By Justin Bannister
Camera gives glimpse of life in border state
University researchers are supposed to wear white lab coats and conduct experiments in laboratories filled with beakers and high-tech instruments, right? Well, maybe that isn’t true for every researcher. Just maybe there are ways of gathering information and expanding the base of knowledge that don’t involve complex research papers or academic journals.
Bruce Berman is an assistant professor of journalism and mass communication and a researcher at New Mexico State University. He doesn’t own any lab coats, just jeans with big enough pockets to hold his “Plan B” batteries, memory cards and lens filters. The closest thing he has to a laboratory is the iMac in his office. His high-tech instrument: the Nikon camera he always keeps around his neck or on the passenger seat right next to him while out and around the Desert Southwest and the U.S./Mexico border region.
“If you are doing good journalism you are finding information for other people to use,” Berman said of his style of research. “My job is to go out and try to learn as much as I can and then give that information to an audience who might need to know what I’ve learned.”

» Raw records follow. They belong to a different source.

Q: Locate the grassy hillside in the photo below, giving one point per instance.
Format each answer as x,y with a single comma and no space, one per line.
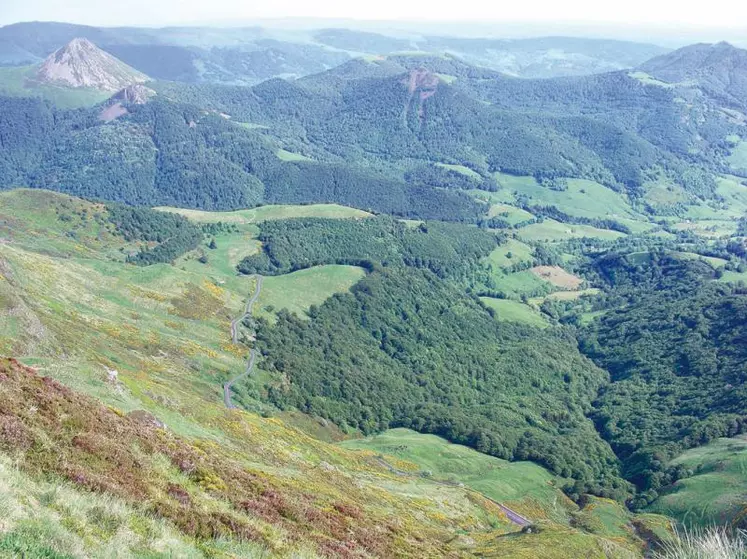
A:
78,316
564,529
264,213
132,349
714,492
298,291
514,311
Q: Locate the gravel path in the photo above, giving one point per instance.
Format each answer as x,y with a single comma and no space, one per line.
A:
235,338
512,515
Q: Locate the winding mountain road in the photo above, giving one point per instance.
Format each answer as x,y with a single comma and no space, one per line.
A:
512,515
235,338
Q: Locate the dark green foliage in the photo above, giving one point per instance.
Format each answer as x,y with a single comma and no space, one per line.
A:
174,233
448,250
675,347
554,213
408,349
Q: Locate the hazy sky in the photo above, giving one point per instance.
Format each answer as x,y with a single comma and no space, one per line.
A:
669,13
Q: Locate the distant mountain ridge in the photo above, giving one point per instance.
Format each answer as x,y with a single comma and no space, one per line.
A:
80,63
720,69
248,55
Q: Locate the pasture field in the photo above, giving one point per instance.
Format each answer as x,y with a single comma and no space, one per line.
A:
14,81
270,212
582,198
558,277
297,291
511,252
551,230
715,492
515,311
285,155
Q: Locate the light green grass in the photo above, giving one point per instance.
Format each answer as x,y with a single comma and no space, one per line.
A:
715,493
735,195
511,214
551,230
252,126
516,483
285,155
738,156
582,198
572,295
447,78
18,82
518,251
710,228
267,213
462,170
507,310
297,291
730,276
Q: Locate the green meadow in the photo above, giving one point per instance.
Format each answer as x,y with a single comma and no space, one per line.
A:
514,311
715,491
298,291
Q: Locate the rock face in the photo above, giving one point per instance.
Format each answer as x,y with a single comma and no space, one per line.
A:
116,106
80,63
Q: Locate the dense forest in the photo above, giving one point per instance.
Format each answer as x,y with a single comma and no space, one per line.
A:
448,250
674,344
377,136
408,349
170,235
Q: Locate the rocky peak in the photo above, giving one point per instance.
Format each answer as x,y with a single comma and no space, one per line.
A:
80,63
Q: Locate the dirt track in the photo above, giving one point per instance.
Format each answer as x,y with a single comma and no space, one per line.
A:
235,338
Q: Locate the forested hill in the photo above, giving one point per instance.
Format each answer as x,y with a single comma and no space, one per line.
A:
370,134
166,153
674,344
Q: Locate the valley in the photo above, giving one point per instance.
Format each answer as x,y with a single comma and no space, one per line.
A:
336,293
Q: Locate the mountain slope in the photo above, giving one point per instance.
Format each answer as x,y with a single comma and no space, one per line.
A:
719,69
80,63
128,364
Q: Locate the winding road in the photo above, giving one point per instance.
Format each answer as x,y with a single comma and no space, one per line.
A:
235,339
512,515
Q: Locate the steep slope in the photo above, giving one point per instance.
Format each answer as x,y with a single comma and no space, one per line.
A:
80,63
125,386
718,69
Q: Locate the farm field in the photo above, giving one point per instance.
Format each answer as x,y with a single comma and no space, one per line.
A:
270,212
298,291
515,311
715,491
582,198
551,230
285,155
461,169
509,253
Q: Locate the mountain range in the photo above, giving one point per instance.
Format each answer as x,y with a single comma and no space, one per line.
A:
249,55
332,293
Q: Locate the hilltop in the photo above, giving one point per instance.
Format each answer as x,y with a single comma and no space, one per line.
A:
719,69
80,63
124,365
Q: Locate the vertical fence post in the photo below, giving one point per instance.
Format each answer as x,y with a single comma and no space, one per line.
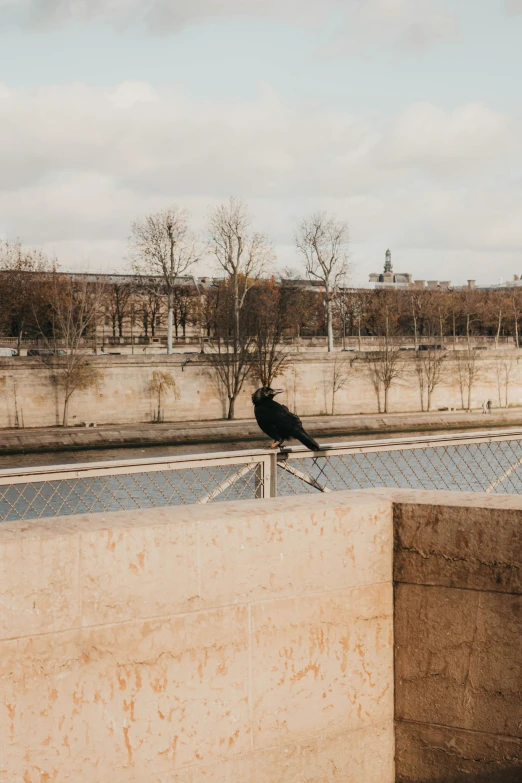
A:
266,477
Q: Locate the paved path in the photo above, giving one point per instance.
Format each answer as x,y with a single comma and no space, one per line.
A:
45,439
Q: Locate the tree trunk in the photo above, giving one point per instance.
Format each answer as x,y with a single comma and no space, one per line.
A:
498,329
170,317
329,323
19,338
65,411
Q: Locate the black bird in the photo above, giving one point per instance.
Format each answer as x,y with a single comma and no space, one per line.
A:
277,421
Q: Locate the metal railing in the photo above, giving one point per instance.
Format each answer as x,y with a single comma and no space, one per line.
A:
468,461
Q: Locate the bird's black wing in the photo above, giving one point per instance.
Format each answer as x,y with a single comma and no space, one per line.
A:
267,422
291,426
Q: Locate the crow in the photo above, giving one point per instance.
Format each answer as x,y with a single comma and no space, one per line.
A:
277,421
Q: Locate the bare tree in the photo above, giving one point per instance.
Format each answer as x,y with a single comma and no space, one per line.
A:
466,369
337,376
159,386
21,274
506,370
118,304
74,306
163,245
387,363
244,255
429,367
323,242
271,306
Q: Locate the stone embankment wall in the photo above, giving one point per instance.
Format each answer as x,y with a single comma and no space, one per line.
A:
246,642
29,396
252,641
458,638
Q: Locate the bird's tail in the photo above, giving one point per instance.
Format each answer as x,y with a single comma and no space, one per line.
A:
307,441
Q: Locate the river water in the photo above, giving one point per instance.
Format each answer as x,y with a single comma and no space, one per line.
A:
479,466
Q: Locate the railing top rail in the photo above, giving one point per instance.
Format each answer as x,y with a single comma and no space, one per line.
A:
178,462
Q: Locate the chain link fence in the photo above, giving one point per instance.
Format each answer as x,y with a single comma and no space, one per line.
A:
472,462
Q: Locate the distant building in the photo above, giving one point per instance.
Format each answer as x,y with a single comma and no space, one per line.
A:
403,280
389,278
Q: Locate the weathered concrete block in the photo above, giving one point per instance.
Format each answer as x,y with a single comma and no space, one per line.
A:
158,695
321,661
139,571
467,546
39,579
438,754
289,547
458,658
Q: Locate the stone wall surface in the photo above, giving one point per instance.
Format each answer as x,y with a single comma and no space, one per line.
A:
458,638
122,396
246,641
253,642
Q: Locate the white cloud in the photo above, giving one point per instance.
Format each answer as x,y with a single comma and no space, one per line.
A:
79,163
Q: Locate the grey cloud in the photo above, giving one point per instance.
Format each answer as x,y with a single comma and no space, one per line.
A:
158,15
99,158
513,6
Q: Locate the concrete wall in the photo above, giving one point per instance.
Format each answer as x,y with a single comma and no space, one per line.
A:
122,395
243,642
458,638
252,642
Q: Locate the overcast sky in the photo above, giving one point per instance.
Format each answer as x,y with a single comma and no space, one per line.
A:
402,117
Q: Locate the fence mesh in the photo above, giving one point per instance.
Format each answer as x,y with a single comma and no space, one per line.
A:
126,492
472,466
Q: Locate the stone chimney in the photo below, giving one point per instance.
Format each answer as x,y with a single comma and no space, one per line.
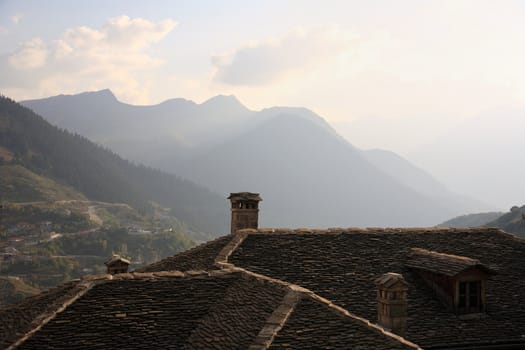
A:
117,264
245,210
392,302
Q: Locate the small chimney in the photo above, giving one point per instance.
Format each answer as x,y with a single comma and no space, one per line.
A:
392,302
117,264
245,210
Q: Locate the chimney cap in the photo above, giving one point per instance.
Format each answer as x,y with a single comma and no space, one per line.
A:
391,279
246,196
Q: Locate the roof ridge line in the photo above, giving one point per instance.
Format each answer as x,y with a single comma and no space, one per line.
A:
42,319
363,320
309,293
276,321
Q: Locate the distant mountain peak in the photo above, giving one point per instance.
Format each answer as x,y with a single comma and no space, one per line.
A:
225,101
104,93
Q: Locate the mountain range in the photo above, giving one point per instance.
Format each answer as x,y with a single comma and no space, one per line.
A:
307,174
39,161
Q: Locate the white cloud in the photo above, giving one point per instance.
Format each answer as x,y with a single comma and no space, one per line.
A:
16,18
84,58
264,62
30,55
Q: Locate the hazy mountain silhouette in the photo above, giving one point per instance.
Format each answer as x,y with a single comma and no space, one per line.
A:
472,220
307,174
100,174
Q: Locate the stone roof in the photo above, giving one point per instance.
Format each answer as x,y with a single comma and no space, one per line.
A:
341,265
221,309
116,258
283,288
440,263
245,196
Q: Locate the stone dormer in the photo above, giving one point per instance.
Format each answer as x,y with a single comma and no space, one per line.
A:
117,264
245,210
392,302
459,281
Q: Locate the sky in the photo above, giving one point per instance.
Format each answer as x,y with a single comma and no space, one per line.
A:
398,75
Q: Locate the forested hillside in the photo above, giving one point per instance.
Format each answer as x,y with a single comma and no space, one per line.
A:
99,174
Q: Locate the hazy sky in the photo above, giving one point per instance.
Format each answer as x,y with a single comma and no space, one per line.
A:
390,74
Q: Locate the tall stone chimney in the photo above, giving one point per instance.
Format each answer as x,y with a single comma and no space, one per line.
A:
392,302
245,210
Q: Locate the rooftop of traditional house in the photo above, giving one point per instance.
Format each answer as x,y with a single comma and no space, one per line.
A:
373,288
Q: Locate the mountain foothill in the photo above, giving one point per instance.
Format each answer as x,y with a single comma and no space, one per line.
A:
307,174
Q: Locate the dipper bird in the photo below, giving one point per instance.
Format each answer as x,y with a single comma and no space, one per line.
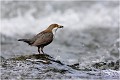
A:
43,38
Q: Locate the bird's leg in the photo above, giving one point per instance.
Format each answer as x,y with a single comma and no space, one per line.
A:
42,50
39,50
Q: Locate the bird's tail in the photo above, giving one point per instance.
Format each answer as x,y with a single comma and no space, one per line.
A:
25,40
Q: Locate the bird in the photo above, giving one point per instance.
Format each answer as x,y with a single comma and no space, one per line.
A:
43,38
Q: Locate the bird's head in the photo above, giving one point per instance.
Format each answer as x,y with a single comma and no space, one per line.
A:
52,26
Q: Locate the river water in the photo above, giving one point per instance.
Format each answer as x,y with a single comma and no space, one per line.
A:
90,35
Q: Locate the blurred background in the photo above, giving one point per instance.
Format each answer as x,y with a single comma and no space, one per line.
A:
90,31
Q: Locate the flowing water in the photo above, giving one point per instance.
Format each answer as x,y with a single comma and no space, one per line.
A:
88,45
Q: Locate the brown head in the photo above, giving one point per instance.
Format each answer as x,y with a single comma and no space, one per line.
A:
52,26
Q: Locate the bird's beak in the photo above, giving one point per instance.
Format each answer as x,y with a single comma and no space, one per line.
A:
60,26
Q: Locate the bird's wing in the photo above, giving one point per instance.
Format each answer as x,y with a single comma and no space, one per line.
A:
43,38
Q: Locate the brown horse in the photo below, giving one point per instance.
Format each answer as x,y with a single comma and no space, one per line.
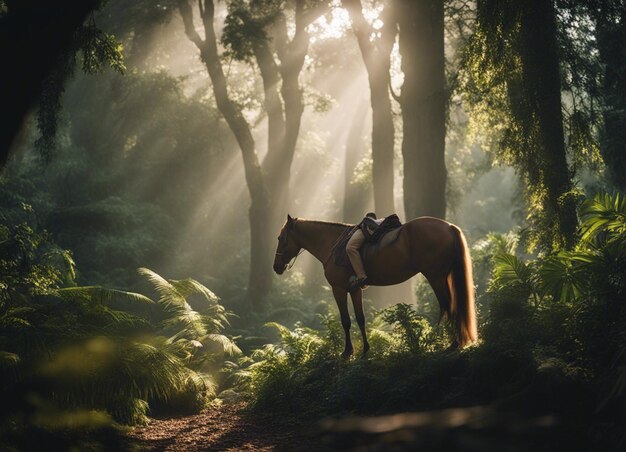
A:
428,245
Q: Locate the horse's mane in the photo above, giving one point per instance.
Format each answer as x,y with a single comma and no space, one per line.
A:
327,223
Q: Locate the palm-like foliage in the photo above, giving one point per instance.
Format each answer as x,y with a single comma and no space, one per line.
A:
604,212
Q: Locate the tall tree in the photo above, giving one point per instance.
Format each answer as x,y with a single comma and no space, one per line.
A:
376,51
423,103
610,21
513,84
260,280
355,195
259,29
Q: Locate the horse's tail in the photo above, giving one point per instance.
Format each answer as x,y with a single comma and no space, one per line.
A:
461,284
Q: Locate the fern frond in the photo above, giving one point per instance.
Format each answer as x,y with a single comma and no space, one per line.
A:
99,295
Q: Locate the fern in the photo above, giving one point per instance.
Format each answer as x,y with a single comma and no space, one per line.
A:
604,212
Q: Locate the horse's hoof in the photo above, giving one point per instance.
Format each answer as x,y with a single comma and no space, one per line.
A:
454,346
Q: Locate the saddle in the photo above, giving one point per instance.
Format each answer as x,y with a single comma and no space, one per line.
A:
385,234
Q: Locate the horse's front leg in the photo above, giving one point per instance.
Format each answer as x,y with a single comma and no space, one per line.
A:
357,302
341,297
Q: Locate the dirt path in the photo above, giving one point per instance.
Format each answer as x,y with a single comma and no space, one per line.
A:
224,429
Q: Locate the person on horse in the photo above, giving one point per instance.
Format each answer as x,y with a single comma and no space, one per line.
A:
364,230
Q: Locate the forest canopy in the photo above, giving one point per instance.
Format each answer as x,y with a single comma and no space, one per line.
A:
151,152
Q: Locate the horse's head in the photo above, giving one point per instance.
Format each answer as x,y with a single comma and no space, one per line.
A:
287,247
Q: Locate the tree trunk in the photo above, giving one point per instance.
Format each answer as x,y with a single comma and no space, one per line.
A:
260,280
611,35
355,196
542,89
376,57
423,103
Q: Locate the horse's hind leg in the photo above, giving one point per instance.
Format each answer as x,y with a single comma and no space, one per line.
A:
357,302
442,292
341,297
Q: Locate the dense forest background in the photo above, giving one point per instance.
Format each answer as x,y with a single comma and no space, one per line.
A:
151,152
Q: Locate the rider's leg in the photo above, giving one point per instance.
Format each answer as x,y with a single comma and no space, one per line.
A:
352,248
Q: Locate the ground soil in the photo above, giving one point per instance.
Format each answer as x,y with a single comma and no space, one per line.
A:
227,428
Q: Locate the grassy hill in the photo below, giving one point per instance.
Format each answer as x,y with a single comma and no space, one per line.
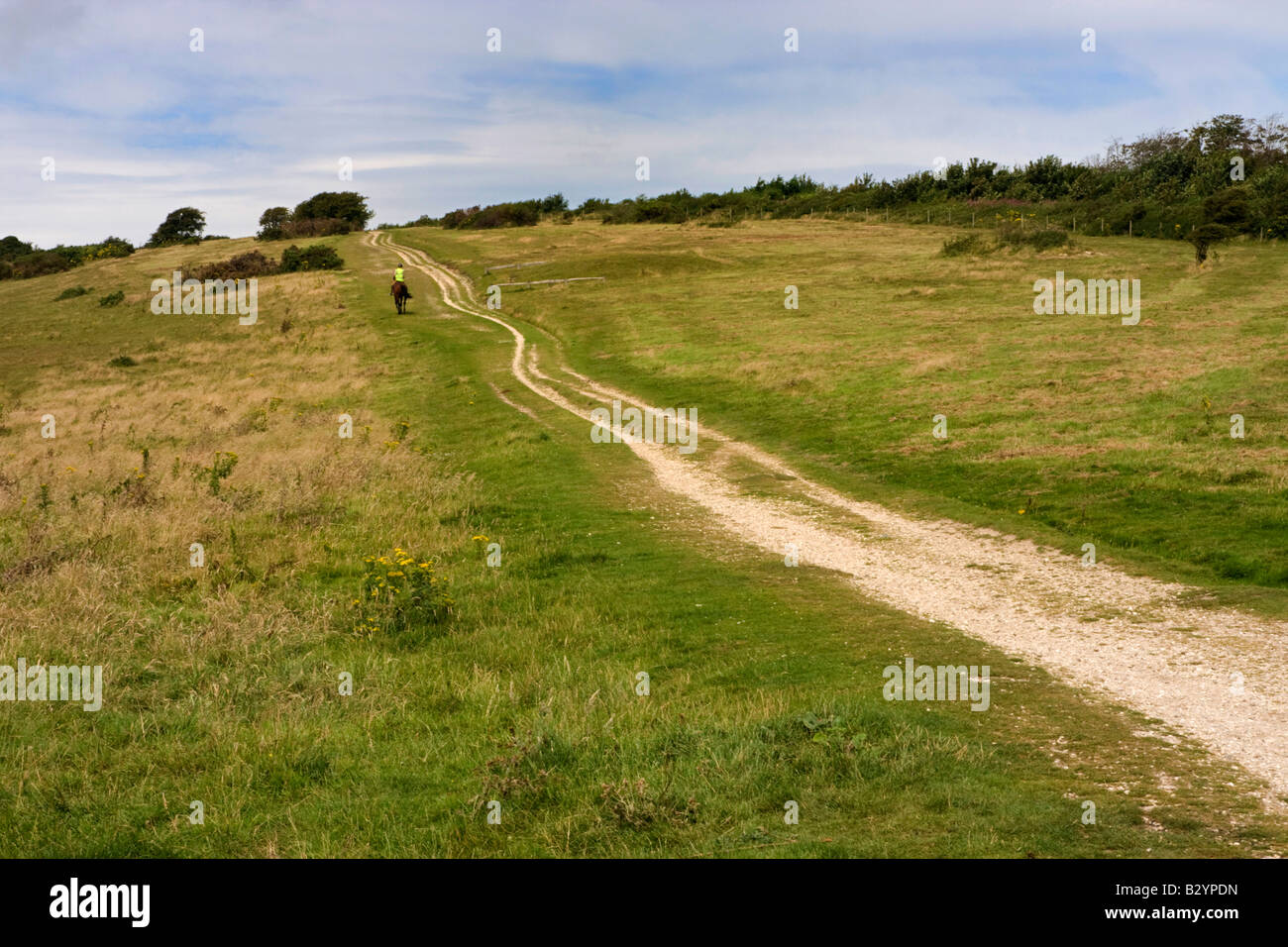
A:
223,682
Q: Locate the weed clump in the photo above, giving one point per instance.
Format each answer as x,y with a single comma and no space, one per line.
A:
399,591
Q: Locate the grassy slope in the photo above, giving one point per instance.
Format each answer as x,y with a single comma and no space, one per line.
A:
1100,433
222,682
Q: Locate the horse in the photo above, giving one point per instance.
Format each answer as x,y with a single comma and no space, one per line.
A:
400,295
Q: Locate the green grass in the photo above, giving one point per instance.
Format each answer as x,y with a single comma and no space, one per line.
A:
1102,433
222,684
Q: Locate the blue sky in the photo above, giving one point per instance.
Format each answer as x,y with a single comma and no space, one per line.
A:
138,124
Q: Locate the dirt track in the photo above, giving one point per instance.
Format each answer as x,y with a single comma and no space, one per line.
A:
1216,676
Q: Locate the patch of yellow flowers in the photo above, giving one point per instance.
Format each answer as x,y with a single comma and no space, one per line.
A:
399,591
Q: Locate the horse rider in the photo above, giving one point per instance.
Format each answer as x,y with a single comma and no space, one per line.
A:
398,278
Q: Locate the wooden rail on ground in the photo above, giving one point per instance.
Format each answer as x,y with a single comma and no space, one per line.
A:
513,265
540,282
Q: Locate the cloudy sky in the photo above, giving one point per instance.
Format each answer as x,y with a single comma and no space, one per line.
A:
137,124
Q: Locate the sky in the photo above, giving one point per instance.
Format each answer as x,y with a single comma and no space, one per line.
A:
110,119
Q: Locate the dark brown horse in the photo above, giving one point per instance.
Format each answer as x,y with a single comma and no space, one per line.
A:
400,295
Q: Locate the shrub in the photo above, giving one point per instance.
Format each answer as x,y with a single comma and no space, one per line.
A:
42,263
240,266
180,226
270,223
317,257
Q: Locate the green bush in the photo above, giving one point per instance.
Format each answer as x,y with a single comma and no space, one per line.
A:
240,266
317,257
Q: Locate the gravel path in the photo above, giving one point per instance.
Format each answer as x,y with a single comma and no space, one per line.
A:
1214,674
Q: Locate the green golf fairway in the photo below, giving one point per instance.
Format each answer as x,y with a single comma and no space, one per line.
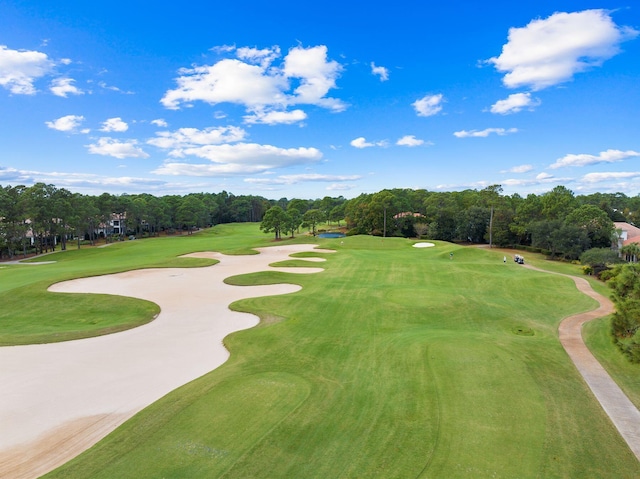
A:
395,362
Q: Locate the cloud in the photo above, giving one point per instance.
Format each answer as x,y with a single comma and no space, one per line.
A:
275,117
340,187
544,176
550,51
183,138
428,105
114,88
484,133
64,86
382,72
19,69
514,103
409,140
261,86
68,123
239,159
263,57
114,124
301,178
118,149
361,142
519,169
602,177
609,156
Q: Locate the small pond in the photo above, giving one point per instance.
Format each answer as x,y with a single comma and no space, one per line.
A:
331,235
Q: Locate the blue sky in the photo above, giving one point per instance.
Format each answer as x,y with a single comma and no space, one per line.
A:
306,100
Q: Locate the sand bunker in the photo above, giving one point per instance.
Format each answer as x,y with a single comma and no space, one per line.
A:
59,399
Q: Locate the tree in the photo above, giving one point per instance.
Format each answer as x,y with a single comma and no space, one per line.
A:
274,220
311,218
595,222
625,324
599,259
293,220
190,213
558,203
631,252
473,224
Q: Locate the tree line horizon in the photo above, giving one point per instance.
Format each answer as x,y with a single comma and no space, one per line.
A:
558,221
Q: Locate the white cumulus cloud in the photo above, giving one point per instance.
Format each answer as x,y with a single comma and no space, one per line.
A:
301,178
409,140
193,137
608,176
68,123
114,124
428,105
519,169
64,86
609,156
362,142
19,69
256,82
552,50
275,117
381,72
118,149
484,133
239,159
514,103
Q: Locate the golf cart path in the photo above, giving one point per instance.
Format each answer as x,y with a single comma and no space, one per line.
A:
59,399
622,412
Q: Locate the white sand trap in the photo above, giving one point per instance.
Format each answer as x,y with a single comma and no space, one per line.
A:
59,399
423,245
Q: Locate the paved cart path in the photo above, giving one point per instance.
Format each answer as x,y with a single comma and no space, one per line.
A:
623,413
59,399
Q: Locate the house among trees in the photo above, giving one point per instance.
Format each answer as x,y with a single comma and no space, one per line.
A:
628,244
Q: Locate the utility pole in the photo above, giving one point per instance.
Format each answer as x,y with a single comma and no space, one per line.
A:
384,232
491,229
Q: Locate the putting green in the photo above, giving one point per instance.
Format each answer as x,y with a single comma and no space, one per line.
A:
392,363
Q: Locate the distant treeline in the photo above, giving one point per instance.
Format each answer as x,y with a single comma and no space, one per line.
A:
557,222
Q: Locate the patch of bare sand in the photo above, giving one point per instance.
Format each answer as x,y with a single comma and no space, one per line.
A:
59,399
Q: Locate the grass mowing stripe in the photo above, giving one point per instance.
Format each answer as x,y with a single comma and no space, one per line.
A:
410,359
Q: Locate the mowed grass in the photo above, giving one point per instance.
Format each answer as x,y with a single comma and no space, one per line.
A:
30,314
395,362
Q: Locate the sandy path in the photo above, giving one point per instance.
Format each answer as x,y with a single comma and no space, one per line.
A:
622,412
59,399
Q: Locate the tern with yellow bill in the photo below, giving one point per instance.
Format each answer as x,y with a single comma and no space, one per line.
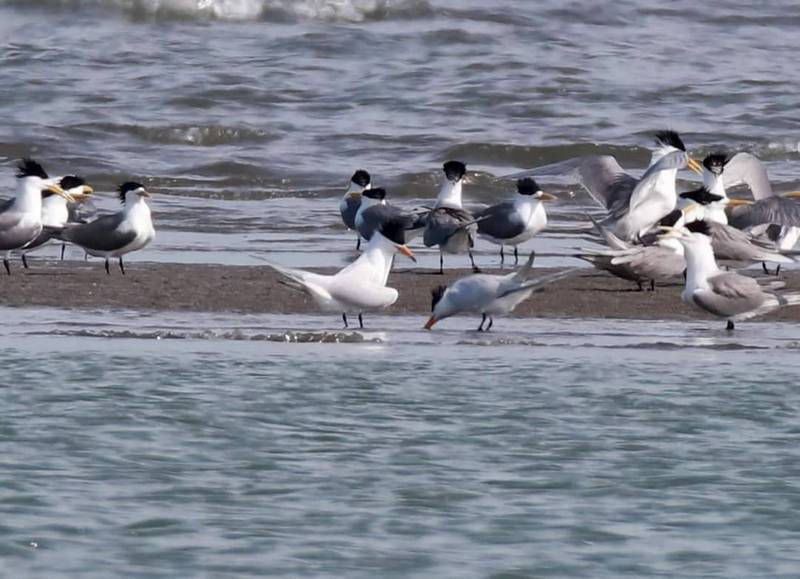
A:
360,286
21,216
514,222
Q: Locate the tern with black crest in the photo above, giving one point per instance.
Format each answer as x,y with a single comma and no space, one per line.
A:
514,222
359,287
21,216
129,229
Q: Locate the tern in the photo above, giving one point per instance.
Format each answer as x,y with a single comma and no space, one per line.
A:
635,205
117,234
360,286
21,216
727,295
351,201
449,225
514,222
488,295
375,211
56,212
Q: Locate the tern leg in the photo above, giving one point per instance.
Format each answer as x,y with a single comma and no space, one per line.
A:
475,268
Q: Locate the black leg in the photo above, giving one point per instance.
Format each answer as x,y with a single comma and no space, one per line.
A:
483,319
475,268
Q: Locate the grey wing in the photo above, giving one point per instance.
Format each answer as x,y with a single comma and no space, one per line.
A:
774,209
442,223
102,234
500,221
747,169
605,180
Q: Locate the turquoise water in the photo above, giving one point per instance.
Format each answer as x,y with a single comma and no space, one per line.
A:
175,445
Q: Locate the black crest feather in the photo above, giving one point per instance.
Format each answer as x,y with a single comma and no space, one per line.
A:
699,226
671,218
670,138
454,170
126,187
376,193
27,167
436,295
702,196
361,178
527,186
394,230
71,181
715,162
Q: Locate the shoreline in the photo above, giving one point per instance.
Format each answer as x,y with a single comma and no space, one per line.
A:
585,293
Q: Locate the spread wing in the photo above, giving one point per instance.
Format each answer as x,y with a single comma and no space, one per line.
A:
605,180
102,234
500,221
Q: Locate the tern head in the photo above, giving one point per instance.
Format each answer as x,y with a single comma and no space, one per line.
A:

Berman got his first professional photojournalism job more than 40 years ago. For the past 30 years, his work has concentrated on the border region. He lives in El Paso, Texas, just three blocks from the bridge to Mexico. The Chicano community of El Paso and the dynamics of the Mexican city of Juarez are a focus of his work. His website, www.border-blog.com, has covered news, opinion and culture along the U.S./Mexico border since 2006.
In 2009, Berman received NMSU’s Rising Star Grant, and began working with fellow NMSU professor Mary Lamonica on their joint project, “Russell Lee’s Road; The People and Land Along Highway U.S. 60 in New Mexico.”
Lee was part of the federal Farm Security Administration in the 1930s, during the Depression, and was part of a group who later became recognized as the country’s preeminent documentary photographers. During the Depression, farm communities across the U.S. were devastated. It was Lee’s job to take pictures of those agrarian areas to show people who lived in the cities what the conditions were and why New Deal programs were needed to “fix” them.
As part of Berman’s project, he began photographing many of the same areas in the Southwest covered by Lee. Berman’s first stop was in Pie Town, a tiny community in far west New Mexico along U.S. Highway 60.
“It was sunset; I was looking west,” Berman said. “That road hasn’t changed in 70 years and I thought to myself, ‘Russell Lee could have been standing right here.’ That’s when I got the idea to call the project Russell Lee’s Road.”
Berman said he wasn’t trying to re-photograph Lee’s work, but he was soon surprised at many of the similarities between Lee’s photographs and his own from the project. Examples of the unintended yet similar photos include images of post offices, people listening to rural preachers and abandoned buildings along the highway.
“The project became a way to look at America and compare down economies from the 1930s and today. I immediately honed in on the economy and its impact on people,” he said. “It’s about our country. It’s about how we weather hard times and the changes they bring.”
Berman said while times are difficult today, they do not compare to the 1930s. One of his observations, of a girl sending text messages to her friends while sitting atop a horse before a barrel race, emphasized that point. Today, middle class families can still buy cell phones, as well as horses, trailers and trucks to take their children to barrel races – something he says never would have happened in the Depression.
“The 1930s was a decade of depression. Can you image how ground-down that would make a country? People were literally hungry, starving,” he said. “I think we’ve lost perspective a little bit.” Berman said he prefers, as did Lee, not to focus on the negative aspects of economic hardship, but instead on the hopes and aspirations people still have in difficult times. Images from the Russell Lee project can be found at www.russell-lee-road.com.